田村航太は、契約社員として同じ部署で5年間働いてきた。専門性の高いデータ入力と資料作成を任され、部署内でも頼りにされる存在だった。毎年の契約更新も、これまで一度も問題になったことはなかった。
その年の3月、航太は人事から呼び出しを受けた。会議室で告げられたのは、「来月末で契約を終了する」という一言だった。理由は「人員整理の対象になった」というだけで、それ以上の説明はなかった。
航太は5年分の評価シートを見せてほしいと頼んだが、「個人情報のため開示できない」の一点張りで断られた。
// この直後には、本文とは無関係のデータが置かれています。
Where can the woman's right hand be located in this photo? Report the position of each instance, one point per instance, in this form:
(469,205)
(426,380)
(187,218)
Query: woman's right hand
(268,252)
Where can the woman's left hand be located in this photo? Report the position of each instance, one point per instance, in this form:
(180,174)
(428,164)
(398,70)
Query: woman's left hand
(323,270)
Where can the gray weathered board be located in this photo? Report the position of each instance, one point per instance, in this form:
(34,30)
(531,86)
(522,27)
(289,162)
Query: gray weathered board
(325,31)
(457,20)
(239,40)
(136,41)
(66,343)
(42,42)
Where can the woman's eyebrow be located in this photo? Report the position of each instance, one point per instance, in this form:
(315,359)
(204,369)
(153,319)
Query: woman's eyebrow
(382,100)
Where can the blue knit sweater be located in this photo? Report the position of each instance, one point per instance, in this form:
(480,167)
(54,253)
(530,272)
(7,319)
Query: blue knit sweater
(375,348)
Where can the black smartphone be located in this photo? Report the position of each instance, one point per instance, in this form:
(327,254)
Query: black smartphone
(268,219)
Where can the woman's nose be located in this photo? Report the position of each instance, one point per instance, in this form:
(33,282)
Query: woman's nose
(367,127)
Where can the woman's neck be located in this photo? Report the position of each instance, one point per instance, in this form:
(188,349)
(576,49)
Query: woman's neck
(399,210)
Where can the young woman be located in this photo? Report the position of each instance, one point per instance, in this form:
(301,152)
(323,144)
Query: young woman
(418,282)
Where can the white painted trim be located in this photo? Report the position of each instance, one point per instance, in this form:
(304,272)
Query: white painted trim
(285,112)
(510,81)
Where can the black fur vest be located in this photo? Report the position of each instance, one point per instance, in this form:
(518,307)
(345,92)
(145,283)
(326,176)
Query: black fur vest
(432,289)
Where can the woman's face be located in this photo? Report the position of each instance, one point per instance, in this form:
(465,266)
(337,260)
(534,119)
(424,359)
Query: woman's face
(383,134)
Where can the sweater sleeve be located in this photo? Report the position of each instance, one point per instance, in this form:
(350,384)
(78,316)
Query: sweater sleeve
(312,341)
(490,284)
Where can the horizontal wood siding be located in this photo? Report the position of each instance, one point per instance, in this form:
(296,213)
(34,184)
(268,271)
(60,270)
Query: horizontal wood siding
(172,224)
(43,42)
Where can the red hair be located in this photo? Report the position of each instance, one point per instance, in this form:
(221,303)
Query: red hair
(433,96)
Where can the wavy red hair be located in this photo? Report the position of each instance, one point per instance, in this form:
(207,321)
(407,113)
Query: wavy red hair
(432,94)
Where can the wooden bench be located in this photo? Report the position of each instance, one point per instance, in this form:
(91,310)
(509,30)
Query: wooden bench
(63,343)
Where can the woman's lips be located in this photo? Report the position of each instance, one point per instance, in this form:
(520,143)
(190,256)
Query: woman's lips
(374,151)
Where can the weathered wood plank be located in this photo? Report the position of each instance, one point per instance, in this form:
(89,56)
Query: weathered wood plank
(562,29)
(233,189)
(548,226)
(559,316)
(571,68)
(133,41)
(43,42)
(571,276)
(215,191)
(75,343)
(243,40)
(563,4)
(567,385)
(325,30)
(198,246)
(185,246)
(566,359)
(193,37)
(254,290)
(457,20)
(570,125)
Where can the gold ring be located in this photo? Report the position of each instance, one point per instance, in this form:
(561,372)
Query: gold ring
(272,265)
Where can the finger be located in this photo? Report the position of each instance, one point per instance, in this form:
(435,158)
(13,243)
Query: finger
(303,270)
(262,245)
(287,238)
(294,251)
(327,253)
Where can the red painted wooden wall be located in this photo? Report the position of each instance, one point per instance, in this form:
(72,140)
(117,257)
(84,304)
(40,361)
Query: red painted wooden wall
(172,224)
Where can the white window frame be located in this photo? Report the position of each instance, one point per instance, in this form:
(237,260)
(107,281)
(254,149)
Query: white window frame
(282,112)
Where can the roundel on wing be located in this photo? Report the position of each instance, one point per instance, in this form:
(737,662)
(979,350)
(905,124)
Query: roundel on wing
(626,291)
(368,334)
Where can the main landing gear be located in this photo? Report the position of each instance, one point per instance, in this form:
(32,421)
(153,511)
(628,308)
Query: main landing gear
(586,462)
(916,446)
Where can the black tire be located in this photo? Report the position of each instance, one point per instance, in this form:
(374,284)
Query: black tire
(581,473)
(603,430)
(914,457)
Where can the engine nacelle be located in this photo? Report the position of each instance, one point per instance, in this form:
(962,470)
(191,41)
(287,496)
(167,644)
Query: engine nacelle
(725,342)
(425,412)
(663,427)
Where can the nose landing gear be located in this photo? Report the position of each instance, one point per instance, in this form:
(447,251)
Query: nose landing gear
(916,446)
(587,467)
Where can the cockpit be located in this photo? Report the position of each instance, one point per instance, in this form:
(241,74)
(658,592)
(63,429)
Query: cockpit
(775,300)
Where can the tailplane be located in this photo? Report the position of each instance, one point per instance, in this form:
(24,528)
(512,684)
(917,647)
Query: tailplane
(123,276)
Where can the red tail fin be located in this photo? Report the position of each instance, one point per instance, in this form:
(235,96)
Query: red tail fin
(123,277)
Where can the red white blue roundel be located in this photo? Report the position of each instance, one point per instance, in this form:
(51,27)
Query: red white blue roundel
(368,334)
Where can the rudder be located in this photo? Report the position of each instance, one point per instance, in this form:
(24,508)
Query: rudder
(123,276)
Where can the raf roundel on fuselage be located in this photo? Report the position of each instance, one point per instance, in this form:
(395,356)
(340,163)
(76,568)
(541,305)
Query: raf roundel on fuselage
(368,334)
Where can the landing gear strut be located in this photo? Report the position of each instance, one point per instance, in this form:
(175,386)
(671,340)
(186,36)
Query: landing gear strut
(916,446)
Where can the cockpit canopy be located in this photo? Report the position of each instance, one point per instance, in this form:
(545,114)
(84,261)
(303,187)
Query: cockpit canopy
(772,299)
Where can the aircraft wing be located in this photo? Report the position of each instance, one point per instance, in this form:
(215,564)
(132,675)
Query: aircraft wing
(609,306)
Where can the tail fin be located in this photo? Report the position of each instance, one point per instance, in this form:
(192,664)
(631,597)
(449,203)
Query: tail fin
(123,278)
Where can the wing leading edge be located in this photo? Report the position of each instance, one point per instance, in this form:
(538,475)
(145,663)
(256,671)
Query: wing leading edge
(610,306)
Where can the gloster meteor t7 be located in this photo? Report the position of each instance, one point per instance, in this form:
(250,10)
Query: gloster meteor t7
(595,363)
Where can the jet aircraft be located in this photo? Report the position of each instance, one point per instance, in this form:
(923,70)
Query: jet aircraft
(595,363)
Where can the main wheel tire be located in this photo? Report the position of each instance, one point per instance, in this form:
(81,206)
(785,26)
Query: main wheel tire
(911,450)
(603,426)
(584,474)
上司に相談しても、「人事のことは自分には分からない」と目をそらされるだけだった。納得できないまま、最終出勤日は少しずつ近づいていった。
契約終了を告げられてから1週間後、部署にひとり、新入社員が配属された。挨拶の名刺を渡されて、航太は自分の目を疑った。名前が「田村航太」、自分とまったく同じだった。生まれた年は10歳以上離れていたが、漢字ひとつまで違わなかった。
「珍しい偶然ですね」と周囲は笑ったが、航太自身は妙な胸騒ぎを覚えていた。自分がいなくなる部署に、自分と同じ名前の人間が入ってくる。
まるで自分の居場所ごと入れ替えられるような、落ち着かない感覚だった。
新入社員は航太より10歳以上年下で、面識もこれまで一度もなかった。名刺以外は共通点らしい共通点もなく、周囲は単なる笑い話として受け止めていた。航太自身も、最初は深く考えないようにしていた。残りわずかな出勤日を、これまで通り淡々とこなすことだけを考えていた。